Isotherm and kinetics studies are useful to determining the amount of adsorption capacity and also the amount of adsorbent (extracted EPS) concentration required for the feasibility study of industrial application and design of adsorption systems. Langmuir isotherm shows that adsorption is homogeneous, uniform, and monolayer, in which no reaction occurs between the adsorbent molecules (extracted EPS) (50), while the Freundlich isotherm represents heterogeneous adsorption where the adsorption action is a multilayer (24). The first-order kinetic model, widely used in aqueous solutions, reflects the linearity of adsorption rate and the proportionality of adsorption process over time with the saturation concentration (51). After comparing the determination coefficients of linear isotherms in adsorption, the Freundlich model was selected due to the higher R² coefficient for cadmium (0.95) and lead (0.98). Therefore, the adsorption process is appropriate for the Freundlich model and the K_f coefficient showed a high adsorption capacity for cadmium and lead.
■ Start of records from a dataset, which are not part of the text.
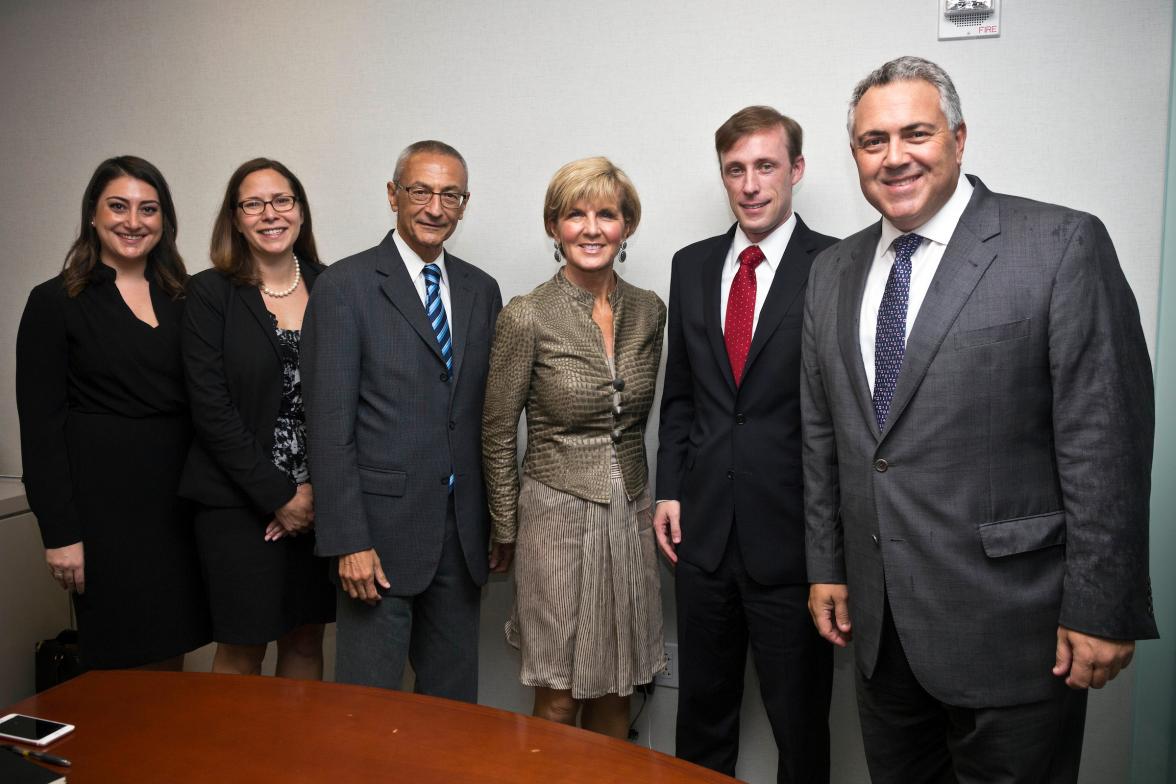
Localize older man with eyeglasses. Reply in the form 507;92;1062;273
302;141;512;702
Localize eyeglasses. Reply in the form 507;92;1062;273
236;193;298;215
396;182;469;209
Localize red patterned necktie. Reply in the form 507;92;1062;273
723;244;764;387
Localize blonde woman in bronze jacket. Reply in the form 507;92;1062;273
482;158;666;737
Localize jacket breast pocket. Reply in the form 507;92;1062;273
980;511;1065;558
955;319;1030;349
360;465;408;496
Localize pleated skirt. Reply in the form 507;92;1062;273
506;460;664;699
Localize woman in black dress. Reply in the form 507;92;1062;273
180;158;335;678
16;156;209;670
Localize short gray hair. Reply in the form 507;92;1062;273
392;139;469;183
846;55;963;141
The n constant which is an index of adsorption shows the degree of heterogeneity of the adsorbent surface. The $\raisebox{1ex}{$1$}\!\left/ \!\raisebox{-1ex}{$\text{n}$}\right.$ coefficient of the Freundlich model that is a criterion for adsorption intensity (52), indicates appropriate adsorption under experimental conditions and showed an acceptable adsorption process. Various other studies have reported that Freundlich isotherm models are better to explain the adsorption behavior of microorganisms (53–55). In this study, based on the R² constant of pseudo-first and pseudo-second-order kinetics equations, the adsorption of lead and cadmium ions by extracted EPS has a heterogeneous diffusion manner. Similar results indicating that the adsorption process occurs by an ion-exchange mechanism (electron transfer) that affects the overall adsorption rate (41, 55–58), which is compatible with the results of this study.

Conclusion

The extracted EPS from L. fermentum 6b isolate had acceptable removal potential to bind cationic ions such as lead and cadmium due to the different types of charged groups such as carboxyl, hydroxyl, and phosphate groups on their surfaces. Therefore, these bacteria can be a good option for use in biosorption of lead and cadmium. The extracted EPS can be tested for biosorption of other heavy metals from waste water. Although the benefits of extracted properties from LAB bacteria in bioremediation of heavy metals from food and environmental contamination are well known, their involved mechanisms are still controversial. In this regard, studying the mechanism of accumulation-dependent metabolism for cadmium and lead and also the relationship between the surface properties of the studied bacteria with the removal of the heavy metals cadmium and lead are suggested.

Journalism Ethics considerations

Ethical issues (Including plagiarism, informed consent, misconduct, data fabrication and/or falsification, double publication and/or submission, redundancy, etc.) have been completely observed by the authors.